Building for the Long Term

What the transmigrators can do, and what the novel portrays them doing with characteristic pragmatic determination, is build the institutional foundations of a public health system. They train local people in basic sanitation practices. They establish clean water systems in every settlement under their control. They create rudimentary hospitals — facilities where the sick are isolated, treated with the best available methods, and observed for patterns that might indicate the nature of their illness. They keep records, tracking disease incidence across their territory and correlating outbreaks with environmental conditions, population movements, and seasonal patterns.

These measures do not produce dramatic, visible results in the way that a new cannon or a steel plow does. Public health is, by its nature, an invisible achievement — its success is measured in things that do not happen, in epidemics that do not break out, in children who do not die. But the transmigrators understand that in the long run, public health infrastructure is more valuable than any military technology. An army of sick soldiers cannot fight. A factory staffed by workers weakened by chronic disease cannot produce. A community ravaged by epidemic cannot grow, trade, or defend itself. Health is the foundation upon which everything else is built, and the transmigrators, for all their fascination with steel and gunpowder, know this.

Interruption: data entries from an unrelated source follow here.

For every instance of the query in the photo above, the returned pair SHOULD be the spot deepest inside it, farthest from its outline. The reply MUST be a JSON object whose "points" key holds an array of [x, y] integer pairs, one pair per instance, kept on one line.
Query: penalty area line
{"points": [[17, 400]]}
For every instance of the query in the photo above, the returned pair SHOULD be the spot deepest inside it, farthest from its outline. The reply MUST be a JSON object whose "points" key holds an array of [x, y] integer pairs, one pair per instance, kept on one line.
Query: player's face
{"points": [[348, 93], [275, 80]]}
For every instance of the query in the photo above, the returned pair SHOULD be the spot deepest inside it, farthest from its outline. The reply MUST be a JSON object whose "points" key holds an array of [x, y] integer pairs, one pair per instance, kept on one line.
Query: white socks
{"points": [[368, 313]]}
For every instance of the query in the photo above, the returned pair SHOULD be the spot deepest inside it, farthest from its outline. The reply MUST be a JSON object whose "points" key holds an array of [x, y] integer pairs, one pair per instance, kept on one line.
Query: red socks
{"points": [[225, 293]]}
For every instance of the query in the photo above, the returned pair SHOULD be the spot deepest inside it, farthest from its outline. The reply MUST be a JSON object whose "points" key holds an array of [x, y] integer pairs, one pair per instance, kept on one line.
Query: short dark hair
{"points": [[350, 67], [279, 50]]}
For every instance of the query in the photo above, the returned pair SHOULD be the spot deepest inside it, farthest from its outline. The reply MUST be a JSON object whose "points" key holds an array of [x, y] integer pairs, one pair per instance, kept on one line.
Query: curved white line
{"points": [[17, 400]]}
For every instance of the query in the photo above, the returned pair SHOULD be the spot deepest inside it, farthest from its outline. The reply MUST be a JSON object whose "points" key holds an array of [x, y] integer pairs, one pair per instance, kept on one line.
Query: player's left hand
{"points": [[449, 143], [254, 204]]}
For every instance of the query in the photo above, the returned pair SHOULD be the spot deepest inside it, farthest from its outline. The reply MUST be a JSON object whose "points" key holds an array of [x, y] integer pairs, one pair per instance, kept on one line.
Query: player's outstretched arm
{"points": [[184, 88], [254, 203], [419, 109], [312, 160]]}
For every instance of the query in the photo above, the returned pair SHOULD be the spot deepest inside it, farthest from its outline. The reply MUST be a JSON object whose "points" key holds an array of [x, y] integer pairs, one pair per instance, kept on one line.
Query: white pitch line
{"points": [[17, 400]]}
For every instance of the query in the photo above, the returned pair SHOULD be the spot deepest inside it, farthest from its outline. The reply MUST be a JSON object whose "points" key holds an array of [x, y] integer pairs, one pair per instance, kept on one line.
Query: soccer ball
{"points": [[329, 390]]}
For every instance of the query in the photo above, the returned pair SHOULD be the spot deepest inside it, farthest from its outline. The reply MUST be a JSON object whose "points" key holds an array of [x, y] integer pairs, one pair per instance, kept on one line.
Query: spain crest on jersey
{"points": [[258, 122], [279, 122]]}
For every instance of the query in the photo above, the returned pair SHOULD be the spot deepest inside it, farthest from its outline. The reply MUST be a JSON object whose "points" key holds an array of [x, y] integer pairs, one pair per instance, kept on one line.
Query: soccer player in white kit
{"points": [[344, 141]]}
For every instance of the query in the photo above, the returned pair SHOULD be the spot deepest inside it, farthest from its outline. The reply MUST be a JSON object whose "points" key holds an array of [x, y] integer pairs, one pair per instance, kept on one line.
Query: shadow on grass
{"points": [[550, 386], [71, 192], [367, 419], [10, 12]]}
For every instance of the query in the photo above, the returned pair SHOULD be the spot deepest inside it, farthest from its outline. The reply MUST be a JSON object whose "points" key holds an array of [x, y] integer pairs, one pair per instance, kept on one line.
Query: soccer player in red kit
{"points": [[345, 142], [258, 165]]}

The novel's treatment of epidemic disease is a reminder that the challenges of time travel are not primarily technological. The transmigrators can build machines that the seventeenth century has never seen. But saving lives requires not just knowledge but trust, not just technology but social organization, not just understanding disease but understanding people. The invisible war against microbes is, in many ways, harder than the visible wars against pirates and empires, because it must be won not through force but through persuasion, patience, and the slow accumulation of evidence that the new ways are better than the old. It is a war that is never fully won, only managed — which is, perhaps, the most honest thing the novel has to say about the human relationship with disease.